Episodes: 11 (+ 1 special, unseen)
Cast: Hayami Mokomichi, Mizushima Hiro, Aibu Saki, Maya Miki, Sasaki Kuranosuke
Plot: Cute-but-clueless wannabe pâtissière lands up with devoted and gorgeous (if slightly life-challenged) boyfriend whose greatest desire is to make her happy. Is this a dream come true? Not exactly…
Izawa Riiko (Saki) is a temp working for a company that makes the yummiest-looking junk food since Antique. Not that she gets to make any of it herself. Riiko's got talent but not much confidence in her own cooking skills, and her dream of becoming a pâtissière has taken a backseat to being just another temp in the big city, working to support herself and just get by. She's sweet, eager to please, innocent and something of a romantic, but other than a faint crush on her boss, gorgeous young son-of-the-boss Asamoto Soshi (Mizushima), there are no prospects on the horizon. Besides, where would Riiko find a man who meets all her romantic ideals?
Kronos Heaven, that's where. When Riiko is persuaded to fill out their 'ideal boyfriend' customisation form, she has no idea that the company makes robots for customers - robots programmed to fulfil the customer's every desire. And if you think that sounds sleazy, you'd be right, because Namakiri Gaku's (Sasaki) current project is the 'Nightly Lover' series and "01", the robot customised for Riiko, is fully functional.
Not that he ever gets to use it. Thinking she's just filled in some stupid survey, Riiko goes on her way, only to find a large pink box in her hallway the next day. Worse yet, the box contains a dead (not to mention, dead gorgeous) man. Fortunately, he's a dead man with instructions, and can be activated by kissing him. Through this, he "imprints" with Riiko. She's his girlfriend, he's her ideal boyfriend (so he keeps telling people) and they are made for each other.

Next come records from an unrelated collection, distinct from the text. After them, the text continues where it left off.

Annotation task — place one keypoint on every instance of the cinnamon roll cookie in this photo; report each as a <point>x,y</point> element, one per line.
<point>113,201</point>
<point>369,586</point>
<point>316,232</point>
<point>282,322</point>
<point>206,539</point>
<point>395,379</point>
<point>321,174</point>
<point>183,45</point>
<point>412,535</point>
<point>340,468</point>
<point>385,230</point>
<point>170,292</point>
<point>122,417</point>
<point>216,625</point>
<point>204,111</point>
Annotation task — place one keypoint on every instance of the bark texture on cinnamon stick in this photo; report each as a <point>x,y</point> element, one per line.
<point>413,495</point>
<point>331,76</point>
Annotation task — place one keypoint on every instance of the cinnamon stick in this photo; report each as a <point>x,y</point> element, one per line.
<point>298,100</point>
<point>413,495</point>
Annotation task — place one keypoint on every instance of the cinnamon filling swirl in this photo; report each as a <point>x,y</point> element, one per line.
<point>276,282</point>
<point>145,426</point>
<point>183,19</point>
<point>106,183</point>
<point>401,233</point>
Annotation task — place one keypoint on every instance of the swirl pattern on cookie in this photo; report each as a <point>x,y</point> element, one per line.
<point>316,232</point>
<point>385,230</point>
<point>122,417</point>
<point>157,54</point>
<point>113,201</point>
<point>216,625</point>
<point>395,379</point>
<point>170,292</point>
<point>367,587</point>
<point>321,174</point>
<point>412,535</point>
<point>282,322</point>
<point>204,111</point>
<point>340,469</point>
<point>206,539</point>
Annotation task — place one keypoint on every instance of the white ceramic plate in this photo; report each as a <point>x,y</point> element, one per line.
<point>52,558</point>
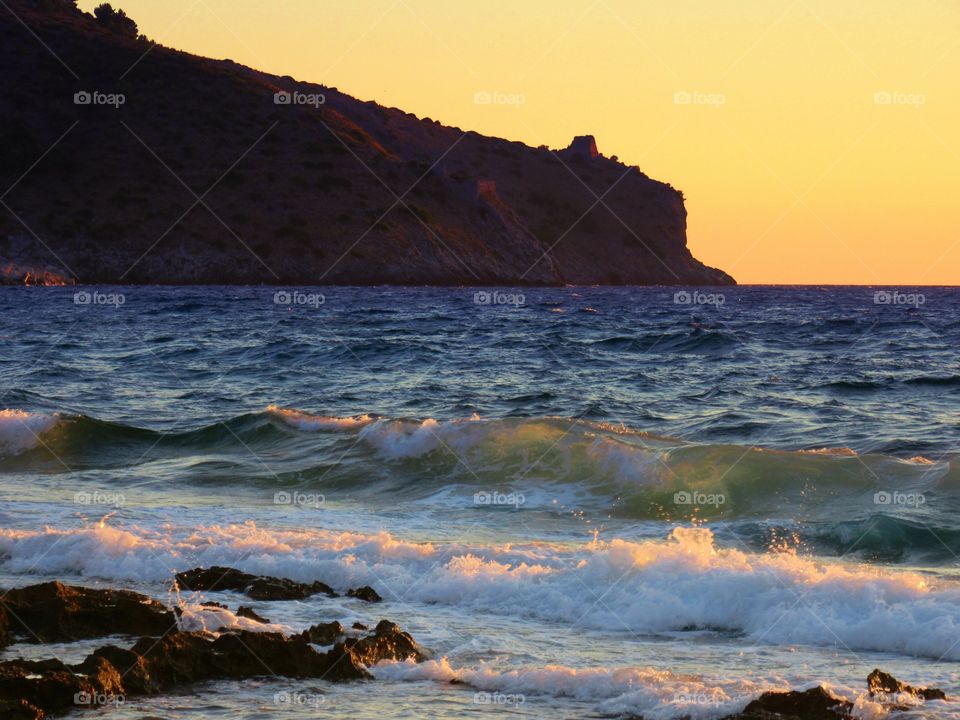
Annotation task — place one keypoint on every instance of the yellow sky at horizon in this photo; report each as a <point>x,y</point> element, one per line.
<point>815,141</point>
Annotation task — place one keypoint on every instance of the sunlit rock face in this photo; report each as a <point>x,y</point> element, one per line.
<point>191,170</point>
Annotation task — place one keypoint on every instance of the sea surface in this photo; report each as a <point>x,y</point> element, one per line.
<point>585,502</point>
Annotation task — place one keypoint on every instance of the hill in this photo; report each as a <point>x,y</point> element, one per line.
<point>125,161</point>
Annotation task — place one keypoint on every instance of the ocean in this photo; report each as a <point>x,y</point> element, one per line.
<point>584,502</point>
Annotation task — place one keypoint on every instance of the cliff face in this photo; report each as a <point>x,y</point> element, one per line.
<point>152,165</point>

That's not how she sees it, though. Riiko has 'Night' (named by her for his product line) on a free trial run, but if she wants to buy she'll be in debt for the rest of her life. Robots don't come cheap. Not that Riiko wants to buy him - he's just an appliance, right? Like a kettle, albeit a kettle who makes her breakfast, does the housework, protects her even at the cost of his own safety and charms almost everyone he meets with his complete and utter cluelessness and slavish devotion. Her landlady adores him, her work colleagues are envious (Night gets a job as a janitor at her company so he can help pay the bills - including his own bill after Riiko decides to buy him), and even though it's strange sharing her tiny apartment with a man who doesn't need to eat and recharges himself by curling up in the bathroom, Riiko soon gets used to her unusual roommate.
Which isn't to say he gets to share her bed. Night's a robot, and as much as Riiko might like him, she knows she's got no future with him. There are all sorts of complications involved, too. Jealous, back-stabbing co-workers, internal strife at the company (particularly at management level), the growing attraction between Riiko and Soshi, Riiko's own dreams (which Night would do anything to help her achieve), problems at Kronos Heaven…and Night himself.

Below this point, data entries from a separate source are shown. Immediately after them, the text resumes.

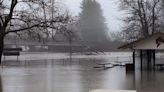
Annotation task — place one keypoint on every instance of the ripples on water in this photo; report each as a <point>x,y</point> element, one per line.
<point>63,76</point>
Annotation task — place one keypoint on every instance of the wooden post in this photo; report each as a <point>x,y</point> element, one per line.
<point>134,59</point>
<point>141,57</point>
<point>154,59</point>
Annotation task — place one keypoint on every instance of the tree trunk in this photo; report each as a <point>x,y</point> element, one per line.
<point>1,48</point>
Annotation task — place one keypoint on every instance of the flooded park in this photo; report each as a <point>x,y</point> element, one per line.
<point>81,46</point>
<point>36,73</point>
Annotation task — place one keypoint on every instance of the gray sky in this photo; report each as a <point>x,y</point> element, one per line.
<point>110,11</point>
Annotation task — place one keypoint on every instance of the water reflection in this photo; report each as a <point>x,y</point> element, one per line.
<point>54,76</point>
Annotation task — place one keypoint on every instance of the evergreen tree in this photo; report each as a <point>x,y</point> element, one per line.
<point>92,23</point>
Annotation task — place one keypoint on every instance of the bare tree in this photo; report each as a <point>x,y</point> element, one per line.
<point>143,17</point>
<point>34,18</point>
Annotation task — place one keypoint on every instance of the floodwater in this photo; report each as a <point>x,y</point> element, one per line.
<point>60,75</point>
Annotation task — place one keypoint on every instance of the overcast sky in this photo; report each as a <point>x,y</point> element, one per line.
<point>110,12</point>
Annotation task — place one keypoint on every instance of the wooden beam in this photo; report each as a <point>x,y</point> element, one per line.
<point>134,60</point>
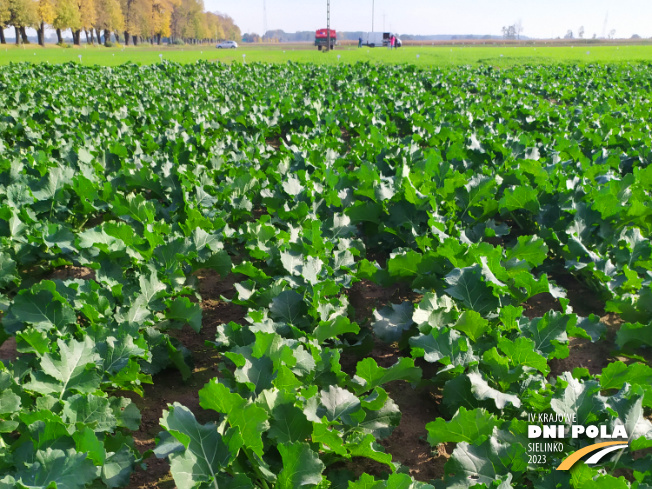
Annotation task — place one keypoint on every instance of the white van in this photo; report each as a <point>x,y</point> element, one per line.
<point>373,39</point>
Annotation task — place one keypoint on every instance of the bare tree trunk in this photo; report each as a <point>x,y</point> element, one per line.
<point>40,33</point>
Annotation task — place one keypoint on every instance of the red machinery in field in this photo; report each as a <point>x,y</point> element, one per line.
<point>322,38</point>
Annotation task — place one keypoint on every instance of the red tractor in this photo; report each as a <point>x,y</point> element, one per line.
<point>321,38</point>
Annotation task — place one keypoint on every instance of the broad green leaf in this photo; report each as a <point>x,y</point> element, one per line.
<point>549,333</point>
<point>484,392</point>
<point>289,424</point>
<point>390,322</point>
<point>470,426</point>
<point>73,368</point>
<point>206,452</point>
<point>301,466</point>
<point>472,324</point>
<point>468,286</point>
<point>251,420</point>
<point>521,351</point>
<point>57,468</point>
<point>446,346</point>
<point>337,402</point>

Night is closely monitored by Kronos Heaven by means of a bracelet, which feeds back whether or not he's succeeded in making his owner happy. If he doesn't, he's a useless product who should be scrapped. But in learning how to make Riiko happy, Night learns how to want something for himself, not because he's programmed to want it. The more involved in the human world he becomes, and the more his new life causes him to deviate from his programming, the more he evolves. Machine becomes man - inside his head, at least. Night exceeds both his own limits and those of his relationship with Riiko, but there's a terrible price to pay.
Okay, I admit I'm not much for romances, especially ones involving love triangles, but I actually do quite like the Soshi-Riiko-Night interaction even though I knew, going in, that my heart was going to get ripped to tiny shreds by the end of the series. Other than heartbreak, the show's got a lot going for it. Cute girls, hot guys, desserts which will make your mouth water, Mizushima Hiro speaking French, fluffy comedy, dorky romance, sci-fi, Hayami Mokomichi's incredibly scary smile, and Maya Miki playing a bartender. What more could you want?